私は、神戸市長田区の細田・神楽まちづくり協議会の会長をしています。めちゃくちゃになってしまった我が町を見て、「どないしたらいいんやろ…」と思ったのが組織立ち上げのきっかけでした。震災から5カ月、42.6ヘクタールの地域を束ねるべくまちづくり協議会を立ち上げると、住民の中から役員を選出。被災後の混乱の中で会合を重ね、規約をつくり、町の将来を皆で考えました。

この町の将来を思うほど、途方に暮れました。簡単に答えなど出るはずがありません。それでも何百回と役員会を開き、住民総会ではそれを説明。神戸市に次々と要望書を提出していき、ひとつずつ実現されてきました。「やっとここまできた」という思いと、まだまだやることが残っているので「もうちょっと頑張ってみよう」とする気持ちが、活動の原動力になっています。

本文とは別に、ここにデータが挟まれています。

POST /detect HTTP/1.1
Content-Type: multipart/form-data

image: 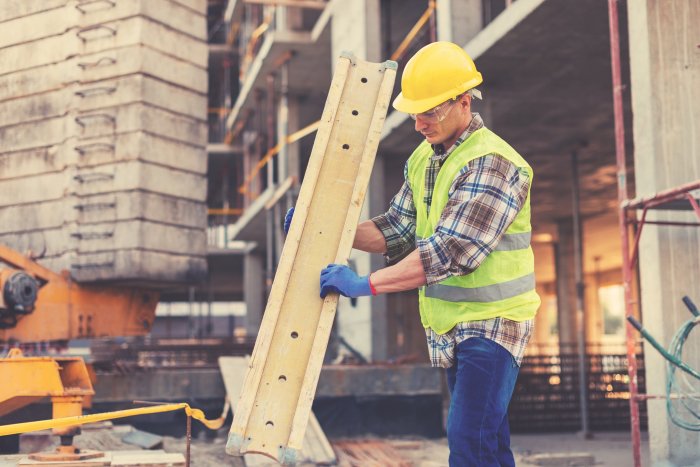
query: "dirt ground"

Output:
[6,424,648,467]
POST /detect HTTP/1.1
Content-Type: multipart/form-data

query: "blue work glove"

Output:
[321,264,373,298]
[284,206,294,235]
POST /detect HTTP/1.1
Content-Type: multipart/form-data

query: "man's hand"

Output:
[284,206,294,235]
[321,264,374,298]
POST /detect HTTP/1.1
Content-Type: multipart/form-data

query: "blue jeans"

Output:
[446,337,520,467]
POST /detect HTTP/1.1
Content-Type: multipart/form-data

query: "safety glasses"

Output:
[408,99,459,123]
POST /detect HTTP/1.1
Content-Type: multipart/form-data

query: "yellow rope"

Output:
[0,403,225,436]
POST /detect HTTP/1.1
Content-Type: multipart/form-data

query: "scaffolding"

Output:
[608,0,700,467]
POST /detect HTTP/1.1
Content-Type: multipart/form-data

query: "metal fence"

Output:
[509,353,647,432]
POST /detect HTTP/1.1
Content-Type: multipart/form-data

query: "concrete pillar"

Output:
[437,0,483,46]
[331,0,385,64]
[627,0,700,466]
[555,219,577,353]
[243,251,265,336]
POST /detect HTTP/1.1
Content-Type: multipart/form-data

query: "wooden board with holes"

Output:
[226,54,397,465]
[219,355,337,467]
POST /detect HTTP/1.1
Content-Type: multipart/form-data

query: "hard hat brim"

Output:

もちろん意見の相違もありましたが、話し合いの経験や培われた人と人との繋がりは、極めて貴重な財産となりました。激動の10年をまちづくり協議会が住民にリードしてきたことは、確かでしょう。最終的に目指すのは「市民が主体の社会」。コミュニティーづくりや地域防災などの活動基盤といったソフト面を支えることが、本来の姿だと思っています。

あなたは、何のために訓練に参加しますか

震災の教訓として、私が強く感じたことのひとつに「自分の命は自分で守る」というものがあります。危機管理意識は、高ければ高いほどよいと思います。たとえば避難訓練をすることになった時、「何のために訓練するか」を考えたことはあるでしょうか? これは、防災行動力を身に付けるためです、自分の命を守るためにやるものです。防災に関する意識というのは地域によって大きく違い、「ここには地震なんて来ない」と思い込んでいた神戸では、これが極めて低かったと思います。

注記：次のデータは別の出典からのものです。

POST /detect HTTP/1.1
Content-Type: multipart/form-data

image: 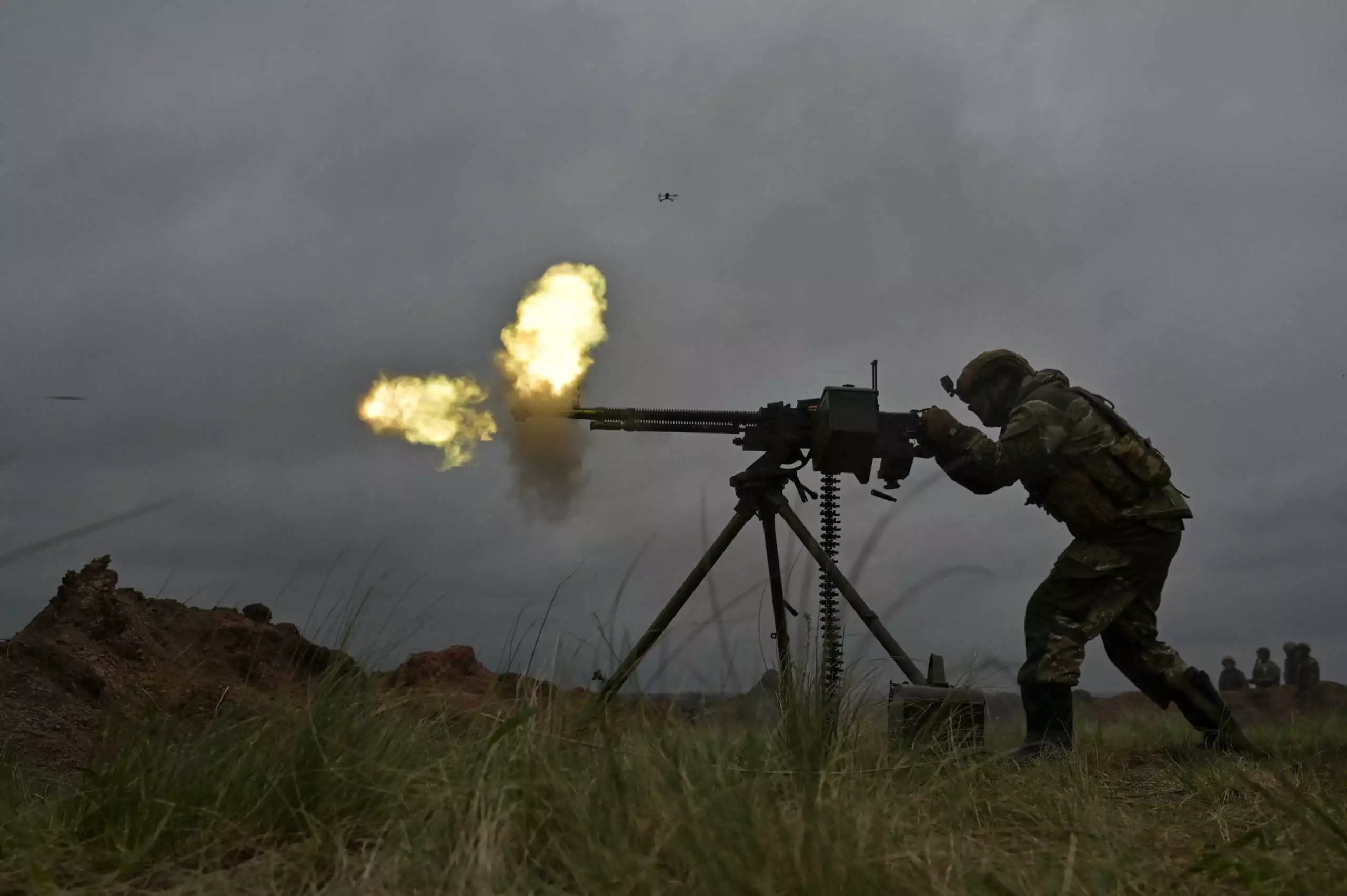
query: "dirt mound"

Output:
[0,557,358,771]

皆さんの意識の甘さ、そして行政の意識の甘さは大きな被害に繋がりかねません。では、それぞれ何をしておけばいいのか。まずは誰かが声を上げ、皆が意識していくこと。こうして1人が1人を動かすことから組織が生まれ、それは国をも動かす力になっていくのです。私は、今までやってきたように「誰かが声を上げる」ということを続け、これからも大きな力を生むきっかけをつくっていきたいと思います。そして、皆さんにもぜひそうあってほしいと願っています。

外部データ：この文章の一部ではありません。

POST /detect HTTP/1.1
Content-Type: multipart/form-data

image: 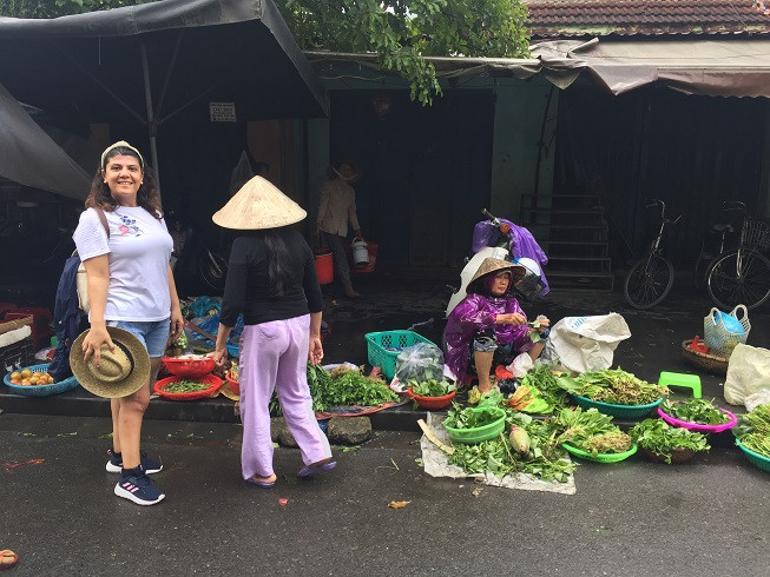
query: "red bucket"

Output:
[315,251,334,284]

震災を生き延びた1人として、皆さんにお話しできること

【写真】野村 勝さん

あの時、消防職員として、助けたくても救出できなかった悔しさや無力感がありました。被害が大きくなった原因を追及し、自分にできることを考えていった先にあったのが、次の世代に語ること。もし満足のいく活動ができていたら、語り部になろうとは思わなかったかもしれません。

センターには年間約60万人が訪れます。来館される方によってお話しする内容は違ってきますが、震災を生き延びた神戸市民の1人として、また消防職員としての体験を通じてお伝えしたいことはたくさんあります。辛いからと隠してしまえば、そこで終わり。伝えていくことが次の備えにも繋がると思いますし、生活再建や街の復興、安心・安全な街づくりのための一助にもなるのでは、と考えています。